Pada tahun 1922, Yamin muncul untuk pertama kali sebagai penyair dengan puisinya, Tanah Air; yang dimaksud tanah airnya yaitu Minangkabau di Sumatera. Tanah Air merupakan himpunan puisi modern Melayu pertama yang pernah diterbitkan.
Himpunan Yamin yang kedua, Tumpah Darahku, muncul pada 28 Oktober 1928. Karya ini sangat penting dari segi sejarah, karena pada waktu itulah Yamin dan beberapa orang pejuang kebangsaan memutuskan untuk menghormati satu tanah air, satu bangsa, dan satu bahasa Indonesia yang tunggal. Dramanya, Ken Arok dan Ken Dedes yang berdasarkan sejarah Jawa, muncul juga pada tahun yang sama.

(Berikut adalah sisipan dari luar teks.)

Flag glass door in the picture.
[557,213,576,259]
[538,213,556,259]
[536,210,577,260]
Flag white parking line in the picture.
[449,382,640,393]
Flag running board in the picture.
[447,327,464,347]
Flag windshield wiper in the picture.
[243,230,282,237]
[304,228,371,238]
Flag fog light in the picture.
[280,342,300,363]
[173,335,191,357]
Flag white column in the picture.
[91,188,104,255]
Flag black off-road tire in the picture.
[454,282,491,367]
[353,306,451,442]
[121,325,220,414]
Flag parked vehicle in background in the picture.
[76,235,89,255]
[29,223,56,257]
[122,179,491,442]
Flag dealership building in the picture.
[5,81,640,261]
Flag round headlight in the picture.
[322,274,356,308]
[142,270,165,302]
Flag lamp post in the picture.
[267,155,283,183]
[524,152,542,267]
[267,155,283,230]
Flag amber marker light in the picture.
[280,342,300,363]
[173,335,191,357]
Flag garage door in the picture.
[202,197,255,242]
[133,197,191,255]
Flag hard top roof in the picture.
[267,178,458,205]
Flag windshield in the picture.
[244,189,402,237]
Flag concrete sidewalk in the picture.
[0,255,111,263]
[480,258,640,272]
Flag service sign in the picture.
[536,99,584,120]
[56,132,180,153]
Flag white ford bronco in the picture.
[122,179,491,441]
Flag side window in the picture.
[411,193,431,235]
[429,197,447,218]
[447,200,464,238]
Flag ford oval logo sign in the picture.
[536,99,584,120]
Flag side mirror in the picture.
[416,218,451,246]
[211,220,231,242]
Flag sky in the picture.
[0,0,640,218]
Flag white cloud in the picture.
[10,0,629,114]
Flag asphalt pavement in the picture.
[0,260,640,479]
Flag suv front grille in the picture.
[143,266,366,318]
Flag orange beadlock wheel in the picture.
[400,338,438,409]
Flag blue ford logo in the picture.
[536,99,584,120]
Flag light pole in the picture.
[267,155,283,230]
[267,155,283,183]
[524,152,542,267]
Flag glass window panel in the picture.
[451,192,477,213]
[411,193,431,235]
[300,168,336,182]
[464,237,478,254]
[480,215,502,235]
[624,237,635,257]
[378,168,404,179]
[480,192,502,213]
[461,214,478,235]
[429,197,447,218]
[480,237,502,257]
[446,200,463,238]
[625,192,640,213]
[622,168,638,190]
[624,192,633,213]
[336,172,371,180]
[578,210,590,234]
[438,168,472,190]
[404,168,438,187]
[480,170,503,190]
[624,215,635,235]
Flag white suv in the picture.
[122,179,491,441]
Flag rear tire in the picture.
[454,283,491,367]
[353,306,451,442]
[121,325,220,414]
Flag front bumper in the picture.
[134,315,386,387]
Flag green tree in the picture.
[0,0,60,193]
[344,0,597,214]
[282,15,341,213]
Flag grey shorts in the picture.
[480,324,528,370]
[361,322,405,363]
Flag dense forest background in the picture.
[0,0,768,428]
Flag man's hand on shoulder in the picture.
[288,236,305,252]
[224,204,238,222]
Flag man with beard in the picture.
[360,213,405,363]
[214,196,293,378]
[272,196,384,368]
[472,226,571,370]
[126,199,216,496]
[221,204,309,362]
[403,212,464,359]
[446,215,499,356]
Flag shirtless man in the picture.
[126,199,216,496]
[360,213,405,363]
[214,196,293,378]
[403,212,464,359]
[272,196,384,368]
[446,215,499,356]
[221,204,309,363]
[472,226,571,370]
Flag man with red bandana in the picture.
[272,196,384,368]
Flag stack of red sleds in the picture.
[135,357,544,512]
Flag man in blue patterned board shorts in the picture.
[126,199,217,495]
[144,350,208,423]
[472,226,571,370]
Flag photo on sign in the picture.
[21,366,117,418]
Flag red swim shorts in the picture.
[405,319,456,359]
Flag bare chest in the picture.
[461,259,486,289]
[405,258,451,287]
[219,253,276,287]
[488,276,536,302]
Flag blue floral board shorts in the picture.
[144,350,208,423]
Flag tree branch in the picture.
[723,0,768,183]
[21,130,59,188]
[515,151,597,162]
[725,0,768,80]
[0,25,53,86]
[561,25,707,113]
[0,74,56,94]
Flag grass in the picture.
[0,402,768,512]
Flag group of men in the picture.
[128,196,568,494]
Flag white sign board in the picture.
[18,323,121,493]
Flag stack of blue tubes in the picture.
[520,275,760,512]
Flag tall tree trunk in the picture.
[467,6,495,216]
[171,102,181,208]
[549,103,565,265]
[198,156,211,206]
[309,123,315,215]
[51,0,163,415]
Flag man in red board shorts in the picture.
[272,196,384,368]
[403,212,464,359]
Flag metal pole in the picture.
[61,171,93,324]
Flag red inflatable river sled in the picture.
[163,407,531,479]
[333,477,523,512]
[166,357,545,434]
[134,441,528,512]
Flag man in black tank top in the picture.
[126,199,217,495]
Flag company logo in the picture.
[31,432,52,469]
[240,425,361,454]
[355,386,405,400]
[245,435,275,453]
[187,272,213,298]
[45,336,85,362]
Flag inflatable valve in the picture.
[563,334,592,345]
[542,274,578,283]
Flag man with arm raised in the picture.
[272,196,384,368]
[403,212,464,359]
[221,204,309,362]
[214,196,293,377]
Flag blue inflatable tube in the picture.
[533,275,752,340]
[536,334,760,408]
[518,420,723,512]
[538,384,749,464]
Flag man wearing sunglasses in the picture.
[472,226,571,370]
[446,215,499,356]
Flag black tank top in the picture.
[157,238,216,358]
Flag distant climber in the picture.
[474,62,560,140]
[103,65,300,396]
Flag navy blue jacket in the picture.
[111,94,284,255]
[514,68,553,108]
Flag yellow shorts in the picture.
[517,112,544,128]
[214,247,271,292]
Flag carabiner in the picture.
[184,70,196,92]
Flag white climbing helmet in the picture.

Dalam puisinya, Yamin banyak menggunakan bentuk soneta yang dipinjamnya dari literatur Belanda. Walaupun Yamin melakukan banyak eksperimen bahasa dalam puisi-puisinya, ia masih lebih menepati norma-norma klasik Bahasa Melayu, berbanding dengan generasi-generasi penulis yang lebih muda. Ia juga menerbitkan banyak drama, esei, novel sejarah, dan puisi. Ia juga menterjemahkan karya-karya William Shakespeare (drama Julius Caesar) dan Rabindranath Tagore.
Politik
Ketika ia masih menjadi mahasiswa di Jakarta dimulailah karier politik Yamin. Ketika itu ia bergabung dalam organisasi Jong Sumatranen Bond dan menyusun ikrah Sumpah Pemuda yang dibacakan pada Kongres Pemuda II. Dalam ikrar tersebut, ia menetapkan Bahasa Indonesia, yang berasal dari Bahasa Melayu, sebagai bahasa nasional Indonesia. Melalui organisasi Indonesia Muda, Yamin mendesak supaya Bahasa Indonesia dijadikan sebagai alat persatuan. Kemudian setelah kemerdekaan, Bahasa Indonesia menjadi bahasa resmi serta bahasa utama dalam kesusasteraan Indonesia.
Gelar sarjana hukum Ia peroleh pada tahun 1932. Yamin kemudian bekerja dalam bidang hukum di Jakarta hingga tahun 1942. Di tahun yang sama, Yamin tercatat sebagai anggota Partindo. Setelah Partindo bubar, bersama Adenan Kapau Gani dan Amir Sjarifoeddin, ia mendirikan Gerakan Rakyat Indonesia (Gerindo). Tahun 1939, ia terpilih sebagai anggota Volksraad.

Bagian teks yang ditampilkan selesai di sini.